Inspecting the ray.cluster_resources() within my Python code tells me that the remote Ray cluster is started with the correct amount of resources when I launch a PBS job on this supercomputer. However, the PBS job monitoring tools show only 22% total CPU utilisation and only about 1/3 of the memory I request is being used (500GB/1500GB).

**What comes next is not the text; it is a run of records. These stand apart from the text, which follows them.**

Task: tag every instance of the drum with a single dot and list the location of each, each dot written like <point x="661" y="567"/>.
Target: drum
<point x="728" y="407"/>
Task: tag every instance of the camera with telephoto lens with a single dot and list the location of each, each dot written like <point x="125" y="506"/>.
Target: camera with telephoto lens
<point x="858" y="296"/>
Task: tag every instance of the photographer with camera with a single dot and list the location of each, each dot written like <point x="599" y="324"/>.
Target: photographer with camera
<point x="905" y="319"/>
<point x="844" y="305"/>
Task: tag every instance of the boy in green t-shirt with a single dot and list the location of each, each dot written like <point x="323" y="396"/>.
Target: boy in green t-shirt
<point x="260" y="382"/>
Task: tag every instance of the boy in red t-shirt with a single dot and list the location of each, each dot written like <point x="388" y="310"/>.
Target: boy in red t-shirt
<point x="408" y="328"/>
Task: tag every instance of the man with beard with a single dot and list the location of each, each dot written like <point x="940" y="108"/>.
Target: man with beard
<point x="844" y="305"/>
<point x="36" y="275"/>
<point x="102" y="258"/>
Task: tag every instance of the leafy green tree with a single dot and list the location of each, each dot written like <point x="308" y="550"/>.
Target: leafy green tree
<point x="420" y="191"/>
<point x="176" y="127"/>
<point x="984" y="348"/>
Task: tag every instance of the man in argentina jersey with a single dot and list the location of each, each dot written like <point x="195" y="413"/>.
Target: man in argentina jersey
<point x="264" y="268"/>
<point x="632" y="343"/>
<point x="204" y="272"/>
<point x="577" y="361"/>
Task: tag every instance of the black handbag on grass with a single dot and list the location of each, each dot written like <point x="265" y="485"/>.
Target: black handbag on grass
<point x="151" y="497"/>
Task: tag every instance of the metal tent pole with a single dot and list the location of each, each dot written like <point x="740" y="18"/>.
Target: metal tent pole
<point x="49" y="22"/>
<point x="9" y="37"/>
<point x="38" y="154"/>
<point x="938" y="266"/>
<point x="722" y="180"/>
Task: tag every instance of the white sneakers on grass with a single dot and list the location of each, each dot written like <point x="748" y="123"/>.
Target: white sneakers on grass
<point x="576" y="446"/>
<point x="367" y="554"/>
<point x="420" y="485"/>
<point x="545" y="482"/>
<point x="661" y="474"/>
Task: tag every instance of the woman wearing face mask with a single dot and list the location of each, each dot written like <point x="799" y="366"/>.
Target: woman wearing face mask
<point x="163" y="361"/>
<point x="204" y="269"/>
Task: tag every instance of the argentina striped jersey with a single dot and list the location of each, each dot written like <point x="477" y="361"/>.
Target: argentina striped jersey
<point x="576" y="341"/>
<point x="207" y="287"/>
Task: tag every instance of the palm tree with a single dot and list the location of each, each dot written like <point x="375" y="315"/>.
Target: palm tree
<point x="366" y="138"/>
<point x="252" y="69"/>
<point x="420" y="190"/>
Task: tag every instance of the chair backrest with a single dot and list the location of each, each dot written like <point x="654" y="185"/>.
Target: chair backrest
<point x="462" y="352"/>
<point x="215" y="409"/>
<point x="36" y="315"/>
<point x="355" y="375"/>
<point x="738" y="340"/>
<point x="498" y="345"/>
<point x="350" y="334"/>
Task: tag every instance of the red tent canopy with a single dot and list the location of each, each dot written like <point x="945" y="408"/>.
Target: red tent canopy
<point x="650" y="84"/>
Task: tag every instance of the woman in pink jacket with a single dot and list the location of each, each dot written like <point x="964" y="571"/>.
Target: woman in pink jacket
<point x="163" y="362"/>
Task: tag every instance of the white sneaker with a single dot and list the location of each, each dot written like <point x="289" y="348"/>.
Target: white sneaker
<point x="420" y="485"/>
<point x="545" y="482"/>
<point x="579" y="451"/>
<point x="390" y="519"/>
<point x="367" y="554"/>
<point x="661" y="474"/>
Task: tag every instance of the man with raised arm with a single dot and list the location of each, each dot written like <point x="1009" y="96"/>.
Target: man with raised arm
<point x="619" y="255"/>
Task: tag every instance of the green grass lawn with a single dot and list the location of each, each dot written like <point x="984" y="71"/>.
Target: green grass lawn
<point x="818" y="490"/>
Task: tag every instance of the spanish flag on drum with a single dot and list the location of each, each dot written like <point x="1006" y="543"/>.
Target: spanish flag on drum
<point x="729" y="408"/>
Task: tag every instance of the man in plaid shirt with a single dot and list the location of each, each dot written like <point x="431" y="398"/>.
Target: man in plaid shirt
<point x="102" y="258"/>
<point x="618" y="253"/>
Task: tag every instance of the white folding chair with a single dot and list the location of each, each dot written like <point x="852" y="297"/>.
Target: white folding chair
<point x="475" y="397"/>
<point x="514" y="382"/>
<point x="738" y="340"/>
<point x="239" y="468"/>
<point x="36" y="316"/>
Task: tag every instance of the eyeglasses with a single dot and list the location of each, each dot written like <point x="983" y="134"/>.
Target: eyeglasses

The structure of the Python code is such that I use nested context blocks for multiprocessing.Pool, something like this:

import ray
from ray.util.multiprocessing import Pool
import numpy as np

def foo(a):
    # Postprocessing function.
    return do_big_computation(a)

def bar(seed):  # Seed is a PRNG seed used in the computation.
    # Main processing is a scipy LSODA solve.
    a_stack = do_moderate_computation(seed)
    return a_stack

def foo_bulk(a_stack, pool):
    out = np.empty(len(a_stack))
    for i, o in enumerate(pool.imap(foo, a_stack)):
        out[i] = o
    return out

# Within a pytest test method:
def test_foo(seeds):  # seeds is an array of PRNG seeds
    # Connect to Ray cluster, I have exported $RAY_ADDRESS in the environment.
    ray.init(address="auto")  # Actually done in a session-scoped fixture
    out = []
    with Pool() as pool:
        for i, o in enumerate(pool.imap_unordered(bar, seeds)):
            out.append(foo_bulk(o, pool))  # In Real Life I preallocate the size of out of course.
    np.savez(out)
    ray.shutdown()

I’m wondering if:

  • passing the ActorPool object to foo_bulk like that is working as I expect from the stdlib version
  • distributing the computation requires explicit @remote decorators somewhere, or that is all handled automatically by Pool
  • distributing objects requires explicit ray.get and ray.put (I tried to add some in various paces but get output arrays that are filled with np.nan)
  • there are any other obvious pitfalls resulting from this approach

perhaps I can come up with a small reproducer case next week if this approach is intended to work

I think the issue with nan was unrelated. I’m currently using a conditional to change the nested map into:

def foo_bulk(a_stack, pool):
    if HAS_RAY:
        out = ray.get([_foo_dstr.remote(ray.put(a)) for a in a_stack])
        return out
    else:
        # Uses pool.imap ...

where I’ve defined a wrapper for foo that is decorated with @ray.remote:

@ray.remote
def _foo_dstr(*args, **kwargs):
    return foo(*args, **kwargs)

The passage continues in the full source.